Kantae Vasudev, Krekels Elke H J, Esdonk Michiel J Van, Lindenburg Peter, Harms Amy C, Knibbe Catherijne A J, Van der Graaf Piet H, Hankemeier Thomas
Division of Analytical Biosciences, Systems Pharmacology Cluster, Leiden Academic Centre for Drug Research, Leiden University, Einsteinweg 55, 2333 CC Leiden, The Netherlands.
Division of Pharmacology, Systems Pharmacology Cluster, Leiden Academic Centre for Drug Research, Leiden University, Leiden, The Netherlands.
Metabolomics. 2017;13(1):9. doi: 10.1007/s11306-016-1143-1. Epub 2016 Dec 19.

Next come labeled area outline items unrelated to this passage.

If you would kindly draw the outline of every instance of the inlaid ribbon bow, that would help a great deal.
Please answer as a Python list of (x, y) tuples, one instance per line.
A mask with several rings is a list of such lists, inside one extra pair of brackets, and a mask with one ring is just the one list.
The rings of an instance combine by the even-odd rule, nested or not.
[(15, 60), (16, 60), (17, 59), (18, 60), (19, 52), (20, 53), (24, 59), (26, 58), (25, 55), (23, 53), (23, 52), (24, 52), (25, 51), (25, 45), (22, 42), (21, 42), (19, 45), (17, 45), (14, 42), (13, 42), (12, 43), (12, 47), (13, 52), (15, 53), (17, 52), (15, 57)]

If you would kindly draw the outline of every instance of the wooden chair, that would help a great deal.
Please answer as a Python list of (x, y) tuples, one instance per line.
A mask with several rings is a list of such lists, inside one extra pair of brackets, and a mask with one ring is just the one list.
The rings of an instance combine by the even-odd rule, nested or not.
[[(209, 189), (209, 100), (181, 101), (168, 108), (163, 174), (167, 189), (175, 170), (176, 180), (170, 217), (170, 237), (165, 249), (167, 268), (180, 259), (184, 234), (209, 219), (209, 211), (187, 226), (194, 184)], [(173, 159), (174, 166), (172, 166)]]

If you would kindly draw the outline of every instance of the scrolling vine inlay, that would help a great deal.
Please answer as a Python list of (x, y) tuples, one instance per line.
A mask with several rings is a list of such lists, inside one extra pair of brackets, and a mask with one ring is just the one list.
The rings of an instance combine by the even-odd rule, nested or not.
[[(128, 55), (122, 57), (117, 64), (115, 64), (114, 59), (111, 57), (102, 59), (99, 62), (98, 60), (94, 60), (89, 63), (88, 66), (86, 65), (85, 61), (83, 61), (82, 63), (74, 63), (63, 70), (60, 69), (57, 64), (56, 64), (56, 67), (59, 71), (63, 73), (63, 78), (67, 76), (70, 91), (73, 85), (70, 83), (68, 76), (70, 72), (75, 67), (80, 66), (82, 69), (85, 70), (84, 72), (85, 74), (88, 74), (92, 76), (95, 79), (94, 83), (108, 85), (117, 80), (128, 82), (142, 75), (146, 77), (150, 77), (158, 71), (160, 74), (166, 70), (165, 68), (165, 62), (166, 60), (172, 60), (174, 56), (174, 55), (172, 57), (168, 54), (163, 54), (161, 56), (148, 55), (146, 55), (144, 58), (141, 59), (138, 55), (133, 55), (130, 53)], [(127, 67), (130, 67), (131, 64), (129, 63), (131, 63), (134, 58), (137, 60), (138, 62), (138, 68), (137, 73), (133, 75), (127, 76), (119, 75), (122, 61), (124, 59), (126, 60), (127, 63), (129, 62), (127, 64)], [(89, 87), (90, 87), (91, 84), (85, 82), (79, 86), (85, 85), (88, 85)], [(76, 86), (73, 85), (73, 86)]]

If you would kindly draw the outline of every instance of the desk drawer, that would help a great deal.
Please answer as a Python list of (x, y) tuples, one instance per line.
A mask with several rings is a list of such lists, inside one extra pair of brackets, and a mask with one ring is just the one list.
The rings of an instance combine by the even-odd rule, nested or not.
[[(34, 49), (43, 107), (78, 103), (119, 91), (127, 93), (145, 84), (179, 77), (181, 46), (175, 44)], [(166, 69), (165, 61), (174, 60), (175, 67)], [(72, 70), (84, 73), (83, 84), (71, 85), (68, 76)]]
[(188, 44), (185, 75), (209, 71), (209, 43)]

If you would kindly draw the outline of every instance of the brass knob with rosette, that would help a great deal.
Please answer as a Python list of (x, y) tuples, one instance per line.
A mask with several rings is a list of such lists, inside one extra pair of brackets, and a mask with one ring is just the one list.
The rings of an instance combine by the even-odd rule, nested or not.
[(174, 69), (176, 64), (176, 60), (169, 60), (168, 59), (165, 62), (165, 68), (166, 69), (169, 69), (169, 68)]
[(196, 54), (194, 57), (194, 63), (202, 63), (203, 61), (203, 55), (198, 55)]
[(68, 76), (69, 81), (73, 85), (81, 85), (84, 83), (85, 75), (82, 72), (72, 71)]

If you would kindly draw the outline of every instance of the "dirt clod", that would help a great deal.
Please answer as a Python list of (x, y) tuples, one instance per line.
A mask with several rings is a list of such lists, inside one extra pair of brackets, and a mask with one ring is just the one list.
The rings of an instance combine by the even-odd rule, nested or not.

Personalized medicine, in modern drug therapy, aims at a tailored drug treatment accounting for inter-individual variations in drug pharmacology to treat individuals effectively and safely. The inter-individual variability in drug response upon drug administration is caused by the interplay between drug pharmacology and the patients' (patho)physiological status. Individual variations in (patho)physiological status may result from genetic polymorphisms, environmental factors (including current/past treatments), demographic characteristics, and disease related factors. Identification and quantification of predictors of inter-individual variability in drug pharmacology is necessary to achieve personalized medicine. Here, we highlight the potential of pharmacometabolomics in prospectively informing on the inter-individual differences in drug pharmacology, including both pharmacokinetic (PK) and pharmacodynamic (PD) processes, and thereby guiding drug selection and drug dosing. This review focusses on the pharmacometabolomics studies that have additional value on top of the conventional covariates in predicting drug PK. Additionally, employing pharmacometabolomics to predict drug PD is highlighted, and we suggest not only considering the endogenous metabolites as static variables but to include also drug dose and temporal changes in drug concentration in these studies. Although there are many endogenous metabolite biomarkers identified to predict PK and more often to predict PD, validation of these biomarkers in terms of specificity, sensitivity, reproducibility and clinical relevance is highly important. Furthermore, the application of these identified biomarkers in routine clinical practice deserves notable attention to truly personalize drug treatment in the near future.
在现代药物治疗中,个性化医疗旨在根据药物药理学的个体差异进行量身定制的药物治疗,以有效且安全地治疗个体。药物给药后个体对药物反应的变异性是由药物药理学与患者(病理)生理状态之间的相互作用引起的。(病理)生理状态的个体差异可能源于基因多态性、环境因素(包括当前/过去的治疗)、人口统计学特征以及疾病相关因素。识别和量化药物药理学个体变异性的预测因子对于实现个性化医疗至关重要。在此,我们强调药物代谢组学在前瞻性了解药物药理学个体差异方面的潜力,包括药代动力学(PK)和药效动力学(PD)过程,从而指导药物选择和给药剂量。本综述重点关注在预测药物PK方面比传统协变量具有额外价值的药物代谢组学研究。此外,还强调利用药物代谢组学预测药物PD,并且我们建议在这些研究中不仅将内源性代谢物视为静态变量,还应纳入药物剂量和药物浓度的时间变化。尽管已鉴定出许多内源性代谢物生物标志物来预测PK,且更常用于预测PD,但在特异性、敏感性、可重复性和临床相关性方面对这些生物标志物进行验证非常重要。此外,这些已鉴定生物标志物在常规临床实践中的应用值得显著关注,以便在不久的将来真正实现药物治疗的个性化。